Dopo quasi venti anni dall’entrata in vigore della prima legge italiana in tema di privacy, a maggio scorso è stato pubblicato il regolamento europeo che integra in modo sostanziale la normativa in materia. La finalità è di riconoscere un livello di tutela più elevato e uniforme dei dati personali nonché di garantire ai cittadini un maggior controllo sull’utilizzo delle informazioni che li riguardano.

Sebbene il regolamento non abbia bisogno di recepimento, gli Stati membri hanno due anni per adeguare gli ordinamenti nazionali, e le imprese interessate – per lo più enti della pubblica amministrazione, grandi imprese private fornitrici di servizi nonché banche e intermediari finanziari – hanno pari disponibilità di tempo per adeguarsi al nuovo quadro regolamentare, che tuttavia si presenta piuttosto impegnativo e non privo di aspetti problematici.

L’ampia sfera di diritti riconosciuti ai cittadini prevede infatti una forte responsabilizzazione delle imprese e l’esigenza di procedere ad interventi organizzativi che coinvolgono larga parte della compagine aziendale. In termini strettamente operativi, quanto detto si traduce in un consistente aggravio di costi, resi necessari dalla ristrutturazione dei processi interni e dall’implementazione di procedure informatiche destinate a soddisfare le nuove esigenze di trattamento delle informazioni dei clienti.

Un impegno gravoso in tal senso riguarda, ad esempio, l’introduzione dell’obbligo per ogni azienda interessata di mantenere nel tempo una registrazione puntuale ed esaustiva delle attività effettuate sotto la propria responsabilità in merito al trattamento dei dati dei clienti. Con riferimento all’attività creditizia, tale previsione ha il rischio di introdurre modalità operative particolarmente complesse e ingiustificate, in un contesto di attività che nel corso degli anni non ha presentato specifiche occasioni di conflittualità nel rapporto tra privati e banche.
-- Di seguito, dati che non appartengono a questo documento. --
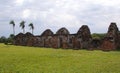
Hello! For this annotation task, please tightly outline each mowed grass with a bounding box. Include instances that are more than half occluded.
[0,44,120,73]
Un impegno ulteriore a carico delle imprese riguarda l’esigenza di acquisire nuove e specifiche professionalità interne, come quella riferita alla figura del “Responsabile della protezione dei dati” che obbligatoriamente dovrà essere presente all’interno delle aziende ove il trattamento delle informazioni comporti rischi specifici.

Il regolamento, peraltro, riconosce ai cittadini il diritto di farsi rappresentare da un organismo senza scopo di lucro, la cui attività sia riconosciuta di pubblico interesse, che potrà proporre azione di reclamo nonché esercitare per conto dei clienti azione di risarcimento danni in caso di violazioni delle disposizioni del regolamento stesso. Tale previsione regolamentare presenta il rischio di “incoraggiare” il contenzioso promosso dai privati nei confronti delle imprese, nella speranza di perseguire “facili” indennizzi resi possibili da disposizioni concepite con il fine specifico di tutelare i diritti di una delle parti in contrasto.

Deve essere sottolineato, infine, un aumento considerevole delle sanzioni pecuniarie e amministrative previste dal nuovo impianto dispositivo, che potranno arrivare fino ad un massimo di 20 milioni di euro o fino al 4% del fatturato totale annuo dell’ente titolare del trattamento dei dati; ogni Stato membro, peraltro, è lasciato libero di adottare ulteriori e più incisive sanzioni.

Vedremo dunque nel prossimo futuro come il legislatore nazionale procederà in concreto nel recepimento del nuovo impianto normativo, confidando che le giuste esigenze legate alla tutela della privacy dei cittadini siano adeguatamente contemperate dalle altrettanto importanti esigenze di imprese e banche ad operare senza aggravi eccessivi, in una prospettiva corretta di proporzionalità ed equilibrio, soprattutto nell’attuale contesto di crisi contrassegnato dal continuo proliferare di regole prudenziali, rese via via più vincolanti e pervasive.